Making handling huge amounts of data easier and safer

Jun 29, 2010 14:27 GMT  ·  By

Yahoo, which has already been Hadoop’s largest contributor, is now releasing a couple of related products as open-source projects at its annual Hadoop Summit. The two tools focus on security and workflow with Hadoop and are based in products used internally already by the giant web company. Yahoo operates the largest implementation of Hadoop on the web. The two new tools, Hadoop with Security and Oozie will be handed over to the Apache foundation.

“Our latest contributions to Hadoop include Hadoop with Security and Oozie, Yahoo!’s workflow engine for Hadoop. The addition of authentication and a robust workflow engine will further fuel the wider adoption of Hadoop. These enhancements allow Hadoop adopters to better manage their big data. We hope it opens the enterprise door even wider to cloud computing, enabling organizations of all types to realize the power of Hadoop,” Eric Baldeschwieler, Yahoo VP in charge of Hadoop, wrote.

Hadoop with Security’s goal should be pretty self-explanatory. It integrates Hadoop with the Kerberos authentication protocol and provides secure access to data handled with Hadoop. The tool should come in especially handy for large organizations which have multiple teams and projects sharing the same platform.

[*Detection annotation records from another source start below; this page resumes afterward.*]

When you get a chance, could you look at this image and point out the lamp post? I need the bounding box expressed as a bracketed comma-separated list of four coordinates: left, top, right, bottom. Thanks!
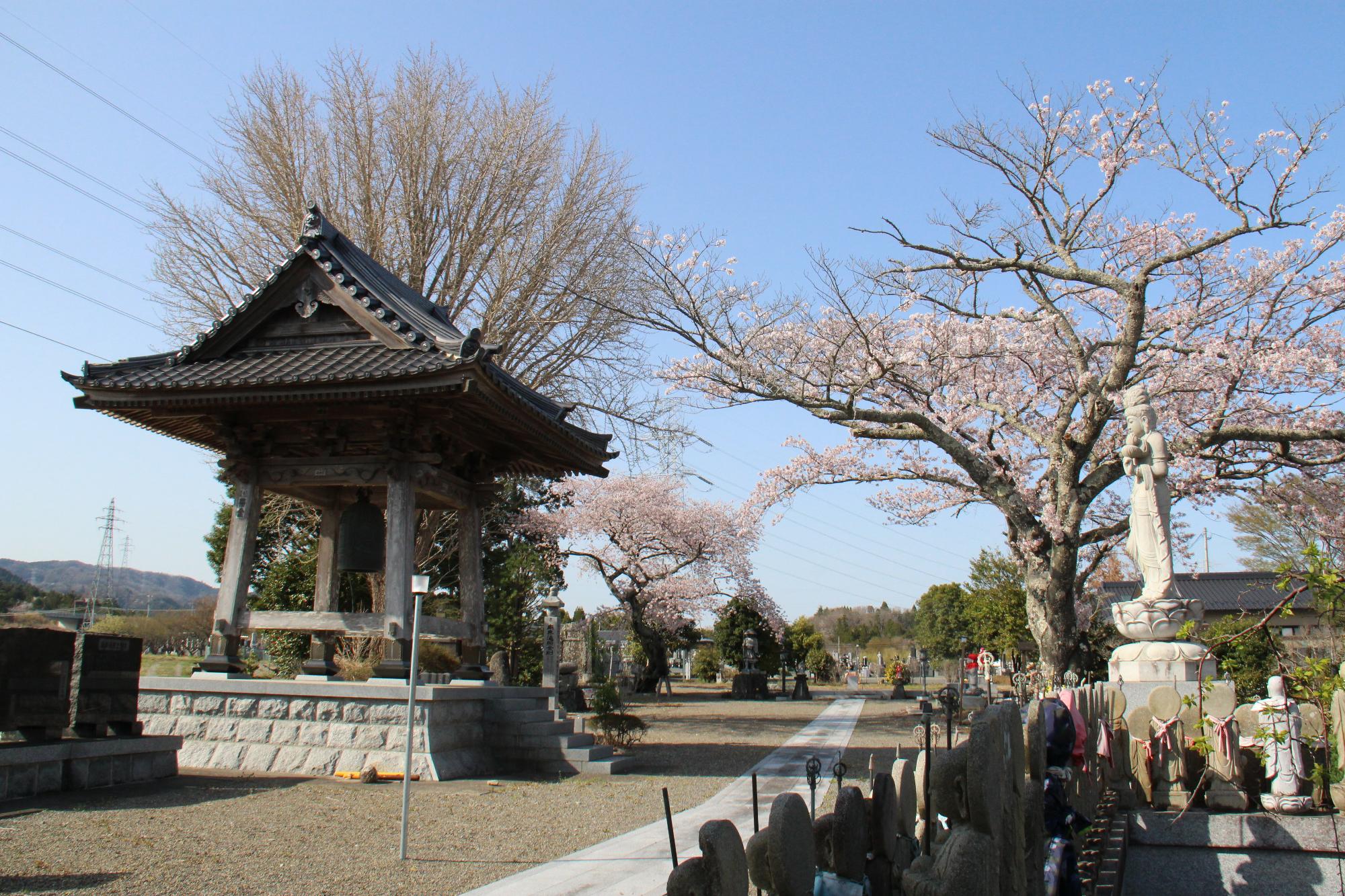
[399, 576, 429, 861]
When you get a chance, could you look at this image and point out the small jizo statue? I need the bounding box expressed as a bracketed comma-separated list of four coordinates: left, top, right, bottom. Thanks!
[1145, 685, 1190, 810]
[1204, 684, 1251, 813]
[1256, 676, 1313, 815]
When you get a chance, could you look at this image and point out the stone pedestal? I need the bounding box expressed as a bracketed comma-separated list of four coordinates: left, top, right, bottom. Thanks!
[733, 670, 772, 700]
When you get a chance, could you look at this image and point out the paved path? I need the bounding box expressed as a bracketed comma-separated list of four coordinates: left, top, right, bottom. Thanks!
[467, 698, 863, 896]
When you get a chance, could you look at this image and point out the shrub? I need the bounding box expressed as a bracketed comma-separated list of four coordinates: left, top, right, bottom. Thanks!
[691, 647, 722, 681]
[589, 681, 621, 716]
[1197, 614, 1280, 704]
[265, 630, 309, 678]
[803, 647, 837, 681]
[593, 712, 650, 749]
[420, 639, 461, 673]
[336, 638, 383, 681]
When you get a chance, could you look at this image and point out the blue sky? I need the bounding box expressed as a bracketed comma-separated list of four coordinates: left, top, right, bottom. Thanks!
[0, 0, 1345, 616]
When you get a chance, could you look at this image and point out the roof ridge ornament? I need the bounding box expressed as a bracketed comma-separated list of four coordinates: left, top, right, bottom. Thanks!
[300, 202, 332, 241]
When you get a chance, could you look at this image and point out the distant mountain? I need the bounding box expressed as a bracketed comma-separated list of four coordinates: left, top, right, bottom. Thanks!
[0, 557, 218, 610]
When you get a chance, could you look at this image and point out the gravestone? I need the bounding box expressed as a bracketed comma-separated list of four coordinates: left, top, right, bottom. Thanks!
[667, 819, 748, 896]
[1146, 685, 1190, 811]
[1204, 682, 1251, 813]
[746, 792, 816, 896]
[0, 628, 75, 740]
[730, 670, 773, 700]
[70, 633, 143, 737]
[790, 673, 812, 700]
[486, 650, 508, 686]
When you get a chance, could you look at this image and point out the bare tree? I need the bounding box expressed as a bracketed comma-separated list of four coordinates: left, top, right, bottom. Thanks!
[152, 50, 675, 454]
[624, 79, 1345, 676]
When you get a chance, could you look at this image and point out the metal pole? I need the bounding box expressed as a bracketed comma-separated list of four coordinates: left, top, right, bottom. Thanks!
[401, 592, 425, 861]
[663, 787, 677, 868]
[920, 700, 933, 856]
[752, 772, 761, 834]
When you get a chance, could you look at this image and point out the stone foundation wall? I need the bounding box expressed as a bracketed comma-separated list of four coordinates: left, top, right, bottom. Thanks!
[0, 737, 182, 799]
[140, 678, 523, 780]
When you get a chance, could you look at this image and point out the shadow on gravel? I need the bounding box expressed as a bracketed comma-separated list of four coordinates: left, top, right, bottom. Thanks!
[0, 772, 312, 812]
[0, 872, 125, 893]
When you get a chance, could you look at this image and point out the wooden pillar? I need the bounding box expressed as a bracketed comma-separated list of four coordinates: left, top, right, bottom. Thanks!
[457, 494, 486, 666]
[374, 466, 416, 678]
[200, 469, 261, 673]
[303, 501, 342, 677]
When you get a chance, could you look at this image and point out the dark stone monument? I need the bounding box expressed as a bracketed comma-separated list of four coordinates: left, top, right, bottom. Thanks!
[732, 670, 775, 700]
[790, 673, 812, 700]
[555, 663, 588, 713]
[0, 628, 75, 740]
[70, 633, 143, 737]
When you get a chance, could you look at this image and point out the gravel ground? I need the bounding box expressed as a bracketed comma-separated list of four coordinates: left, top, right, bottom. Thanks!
[0, 688, 839, 896]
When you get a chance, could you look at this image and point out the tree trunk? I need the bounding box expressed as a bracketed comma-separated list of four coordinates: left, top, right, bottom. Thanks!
[1022, 544, 1080, 684]
[627, 602, 668, 694]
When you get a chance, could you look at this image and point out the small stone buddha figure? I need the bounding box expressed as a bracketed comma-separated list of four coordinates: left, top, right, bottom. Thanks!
[1330, 663, 1345, 811]
[1255, 676, 1313, 814]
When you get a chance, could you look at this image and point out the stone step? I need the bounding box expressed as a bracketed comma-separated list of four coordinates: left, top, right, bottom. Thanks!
[486, 709, 560, 725]
[564, 744, 612, 762]
[580, 756, 635, 775]
[495, 735, 593, 755]
[491, 697, 546, 712]
[487, 719, 574, 737]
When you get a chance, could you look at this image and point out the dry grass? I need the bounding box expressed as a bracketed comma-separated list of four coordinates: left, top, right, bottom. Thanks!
[0, 686, 861, 896]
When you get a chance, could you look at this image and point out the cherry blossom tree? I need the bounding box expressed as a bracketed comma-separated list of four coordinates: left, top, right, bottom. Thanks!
[522, 477, 780, 690]
[616, 78, 1345, 674]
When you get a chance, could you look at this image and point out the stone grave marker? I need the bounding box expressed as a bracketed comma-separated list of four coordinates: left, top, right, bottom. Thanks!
[667, 818, 748, 896]
[1149, 685, 1190, 810]
[70, 633, 143, 737]
[0, 628, 75, 740]
[831, 786, 869, 880]
[746, 792, 816, 896]
[1204, 682, 1251, 811]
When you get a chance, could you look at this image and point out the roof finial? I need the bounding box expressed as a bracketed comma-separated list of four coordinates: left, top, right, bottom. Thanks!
[300, 200, 327, 239]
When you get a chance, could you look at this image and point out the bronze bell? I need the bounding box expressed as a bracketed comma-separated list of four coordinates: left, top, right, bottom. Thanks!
[336, 489, 383, 572]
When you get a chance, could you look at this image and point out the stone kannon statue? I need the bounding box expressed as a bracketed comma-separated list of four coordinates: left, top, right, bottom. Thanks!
[1120, 384, 1173, 602]
[1204, 684, 1251, 813]
[1108, 383, 1215, 682]
[1256, 676, 1313, 814]
[1141, 685, 1190, 810]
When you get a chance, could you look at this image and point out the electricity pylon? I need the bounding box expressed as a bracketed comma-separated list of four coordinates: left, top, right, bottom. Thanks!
[81, 498, 120, 628]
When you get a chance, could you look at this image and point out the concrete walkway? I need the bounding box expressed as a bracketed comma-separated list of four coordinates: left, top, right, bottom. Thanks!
[467, 697, 863, 896]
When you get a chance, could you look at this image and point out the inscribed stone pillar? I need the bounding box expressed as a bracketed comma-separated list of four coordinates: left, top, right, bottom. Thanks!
[374, 466, 416, 678]
[200, 469, 261, 673]
[542, 598, 565, 688]
[457, 494, 486, 666]
[303, 501, 342, 676]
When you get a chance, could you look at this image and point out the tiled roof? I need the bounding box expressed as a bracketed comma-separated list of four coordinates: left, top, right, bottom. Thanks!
[62, 206, 616, 459]
[1102, 572, 1313, 614]
[71, 341, 461, 389]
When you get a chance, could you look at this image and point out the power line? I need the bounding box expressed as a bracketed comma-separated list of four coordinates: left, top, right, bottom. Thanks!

Yahoo says it probably runs into the problem of having to manage different access privileges for different groups more often than any other company using Hadoop. Yahoo has about 35,000 servers currently running Hadoop. As companies extend their use of the platform they will face the issue as well, Yahoo says.

The second product Yahoo is open-sourcing today is Oozie. It’s a workflow tool designed to help administrators manage and automate jobs with Hadoop. Again, this tool is especially useful for larger companies and organizations that handle very large amounts of data and tasks.

The news should be great for the Hadoop community, but there are some concerns about the ecosystem building around the technology. With these kinds of tools being offered for free it becomes harder to sell services and apps designed to help companies manage Hadoop. However, since the new tools are open-source, there’s nothing stopping third-party developers from incorporating them or their functionality. Yahoo has open-sourced other Hadoop tools and plans to offer even more.